Eu vi o Galo ser pentacampeão em 1982. Meu pai, à época pouco afeito ao futebol, vascaíno não praticante em tempos ainda mais idos, resolveu me levar “no campo”, tarefa até então a cargo de tios, primos e cunhados da minha mãe. Atleticanos comuns, ou seja, fanáticos fundamentalistas para quem o mistério da vida estava resolvido. Doncovim, quencossô, proncovô? Nós somos do Clube Atlético Mineiro, e nossa razão de existir é ver o Galo jogar.
Pois fomos eu e meu pai de cadeira numerada, restrita àquele tempo às imediações das cabines de rádio e TV. À nossa frente, do outro lado do campo, desfraldava-se aquele povaréu com suas centenas, talvez milhares de faixas e bandeiras, um assustador conluio entre milhões de fundamentalistas em sessão de descarrego de igreja evangélica.
Nesses primórdios, a Igreja Universal do Reino do Galo tinha por púlpito principal a Super Força Viva, que ficava bem no meio da arquibancada, animada pela velha Charanga. Do seu lado direito havia os Dragões da FAO, a Falange Atleticana Organizada, cujo lema, do alto dos meus minguados 10 anos, me escapava a compreensão: “Filosofia máxima de um povo”. Ainda assim, submetido desde muito cedo a um intenso processo de catequese, aquilo arrepiava até os meus inexistentes pentelhos. A torcida do Atlético era o espetáculo mais bonito do mundo.
A gente ainda não cantava aquela “Eu não vou de cadeira numerada, vou sentar na arquibancada pra sentir mais emoção”.
O Atlético precisava de uma vitória simples sobre o Cruzeiro, que saíra na frente com um gol de vantagem. O Galo precisava virar. Em 1982, tudo era esperança, tudo era uma grande virada. O Brasil saía de duas décadas de ditadura, os exilados tinham voltado, um metalúrgico era candidato ao governo de São Paulo, havia um país a se construir. O movimento punk já pisava as rosas de Geraldo Vandré e fazia de Amélia uma mulher qualquer (viva o Clemente!) – e do Aborto Elétrico seria parido o rock de Brasília, a espraiar-se por Rio e São Paulo.
Distraídos, empatamos. No crepúsculo daquela tarde de domingo, holofotes já acesos, desabou sobre o Mineirão uma chuva avassaladora. Da cobertura de concreto fez-se um véu de noiva a embaçar levemente o povão do outro lado, em sua ensandecida certeza de que valia a pena, o Galo era o time da virada, o Galo era o time do amor, e nada naquela hora podia impedir o inevitável gol do título.

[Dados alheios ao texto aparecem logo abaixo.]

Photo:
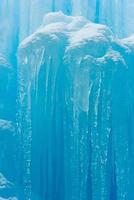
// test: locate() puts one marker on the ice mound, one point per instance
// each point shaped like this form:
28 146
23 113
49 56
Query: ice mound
76 99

Eu me encontrava sentado no desconforto da cadeira, chapado pela beleza que se descortinava na nossa frente. 100 mil, 500 mil pessoas. Estaria toda a cidade sentada do outro lado do campo? Meu pai, pessoa de pouca fé, olhava aquilo como se tivesse visto Deus. Isso, claro, na minha cabeça de menino – um pequeno fundamentalista prestes a ver o milagre.
Na minha cabeça de menino, houve uma falta entre a meia-lua e o grande círculo central. Uma bomba rasteira, o campo encharcado. A bola estoura no peito do goleiro, o frango escapa, ela sobra oferecida ao artilheiro, o único maior do que Pelé, o gol completamente aberto, o gol feito, a bola a um passo da linha, parada na poça, todos aqueles metros escancarados entre as duas traves, oferecidas.
Quando penso nisso, ouço o mais absoluto silêncio.
“Qual é o seu ideal de felicidade?”, pergunta o famoso Questionário Proust. Aquele gol. Aquela chuva. Aquele Atlético e Cruzeiro em que a gente precisava de uma vitória simples, e ela veio monumental. Que coisa. Amanhã, “no campo”, estarei eu e o meu filho a perseguir a mesma vitória simples, a mesma virada, o mesmo gol.